DOI Commissioner Rose Gill Hearn said: “City Correction Officers are supposed to protect order and safety in the jails, not compromise them. DOI investigators connected the dots that led to this indictment of a correction officer charged with abusing her position. We are committed to working with District Attorney Vance and the Department of Correction to expose and stop this type of dangerous and illegal conduct.”

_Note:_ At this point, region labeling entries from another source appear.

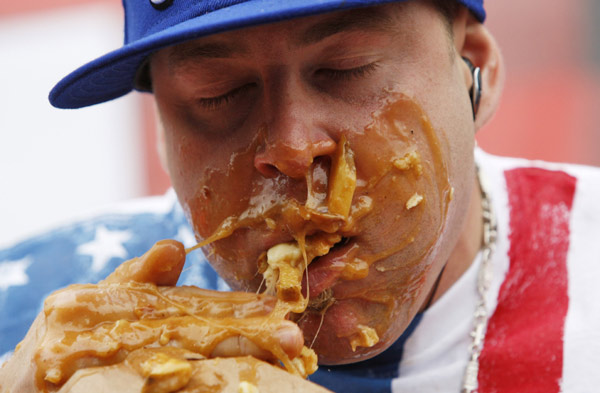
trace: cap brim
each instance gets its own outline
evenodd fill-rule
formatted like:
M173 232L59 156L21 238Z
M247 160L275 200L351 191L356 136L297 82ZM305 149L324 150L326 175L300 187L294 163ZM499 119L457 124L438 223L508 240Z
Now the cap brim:
M391 2L394 0L241 2L148 35L78 68L52 89L50 103L57 108L74 109L121 97L134 89L137 70L151 53L183 41L291 18Z

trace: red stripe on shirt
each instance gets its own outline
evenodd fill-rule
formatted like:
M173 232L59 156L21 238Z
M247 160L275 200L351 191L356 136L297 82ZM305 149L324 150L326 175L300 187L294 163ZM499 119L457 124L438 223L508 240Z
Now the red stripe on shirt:
M513 169L505 177L510 267L488 324L479 392L559 392L576 179L538 168Z

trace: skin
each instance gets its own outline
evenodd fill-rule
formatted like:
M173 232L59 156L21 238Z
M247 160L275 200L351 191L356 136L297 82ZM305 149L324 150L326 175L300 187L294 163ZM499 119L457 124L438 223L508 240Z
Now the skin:
M348 19L352 23L345 25ZM387 348L429 297L435 301L460 277L480 247L474 135L497 105L501 61L493 39L465 10L452 33L450 40L443 18L430 4L408 2L227 32L162 50L152 58L166 166L199 239L248 208L248 198L240 195L264 198L268 188L277 198L302 203L311 164L330 157L342 134L357 149L359 172L368 172L365 168L381 155L391 159L402 147L393 141L371 149L360 146L369 143L363 130L373 114L397 100L398 92L417 103L436 130L454 188L447 215L442 217L431 203L415 224L394 198L378 201L377 211L353 234L361 249L374 255L402 240L391 217L407 217L424 235L371 265L366 278L336 284L334 296L343 301L328 311L315 343L322 363L348 363ZM471 74L460 56L484 70L485 95L475 123L467 93ZM416 137L414 144L426 157L432 153L423 139ZM403 192L390 187L387 195ZM426 191L426 197L433 195ZM440 225L443 231L437 234ZM292 232L252 224L205 251L234 289L252 291L260 285L259 255L292 240ZM410 275L403 273L403 264L415 257L421 258L418 265ZM389 271L380 273L378 265ZM418 285L413 285L415 272L425 272ZM380 303L364 303L371 288L399 298L404 294L393 288L408 287L412 291L406 299L387 302L385 313ZM348 313L353 320L346 320ZM312 331L307 338L314 335L317 322L313 318L300 325L305 333ZM360 323L377 323L380 342L353 351L340 325L352 332Z
M448 182L454 188L447 214L432 208L435 203L425 204L423 217L427 219L411 222L403 203L382 198L377 201L377 211L361 221L353 241L371 255L389 250L399 241L397 232L402 226L393 217L406 218L423 235L411 246L373 263L367 277L336 284L336 296L344 298L358 321L381 319L377 325L381 340L355 352L347 337L336 343L331 332L337 332L337 325L347 315L343 308L328 312L331 316L324 318L321 331L333 344L316 340L315 349L320 361L329 364L353 362L383 351L430 298L435 302L472 263L481 245L474 135L493 115L503 83L503 64L495 41L466 10L460 10L450 26L452 34L427 2L388 5L358 14L370 17L356 19L357 13L350 11L222 33L163 49L150 63L162 128L161 150L199 239L248 207L247 198L240 195L268 196L265 185L273 186L278 198L302 202L308 168L331 156L342 135L355 150L359 175L365 177L378 156L391 158L388 156L399 148L397 141L387 143L385 139L377 150L360 148L370 143L364 130L373 123L373 114L387 103L408 100L431 123ZM381 15L388 19L378 19ZM471 73L461 56L482 69L484 94L475 121L468 97ZM402 121L411 120L402 116ZM424 137L416 136L414 146L426 159L432 156L432 146ZM230 162L236 163L235 173ZM257 185L263 189L257 191ZM210 208L202 208L198 202L207 200L207 187ZM434 189L435 184L428 187ZM403 193L406 191L392 187L388 195ZM427 188L425 196L434 198L435 193ZM290 232L251 225L212 244L208 258L235 289L255 290L260 284L256 273L259 254L291 239ZM414 269L420 269L423 279L413 286L406 301L389 303L392 311L384 318L371 311L378 307L362 307L364 298L353 298L352 293L364 293L370 287L390 291L406 287L411 277L402 273L402 266L415 256L422 256ZM169 268L157 267L157 263L160 258L154 257L127 262L107 282L175 285L181 260ZM381 264L390 268L385 274L376 270ZM110 313L104 312L110 318ZM15 355L0 369L3 389L35 390L33 356L44 332L61 328L46 323L40 314ZM311 329L310 323L300 326ZM284 347L298 348L301 334L290 323L279 331L279 340ZM221 350L262 356L243 340L223 343Z

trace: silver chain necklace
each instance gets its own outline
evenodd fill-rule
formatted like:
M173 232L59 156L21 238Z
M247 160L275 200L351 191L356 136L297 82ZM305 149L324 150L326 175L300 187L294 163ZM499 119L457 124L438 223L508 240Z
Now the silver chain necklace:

Assistant District Attorney Charles Linehan is handling the prosecution of this case under the supervision of Assistant District Attorney Luke Rettler, Chief of the Official Corruption Unit, and Assistant District Attorney Julio Cuevas, Deputy Chief of the Official Corruption Unit. The case was referred to the District Attorney’s Office by the New York City Department of Investigation’s Office of the Inspector General for the Department of Correction, under DOI Commissioner Rose Gill Hearn.

Defendant Information:

Brooklyn, NY


Promoting Prison Contraband in the First Degree, a class D felony, five counts

A class D felony is punishable by up to 7 years in prison.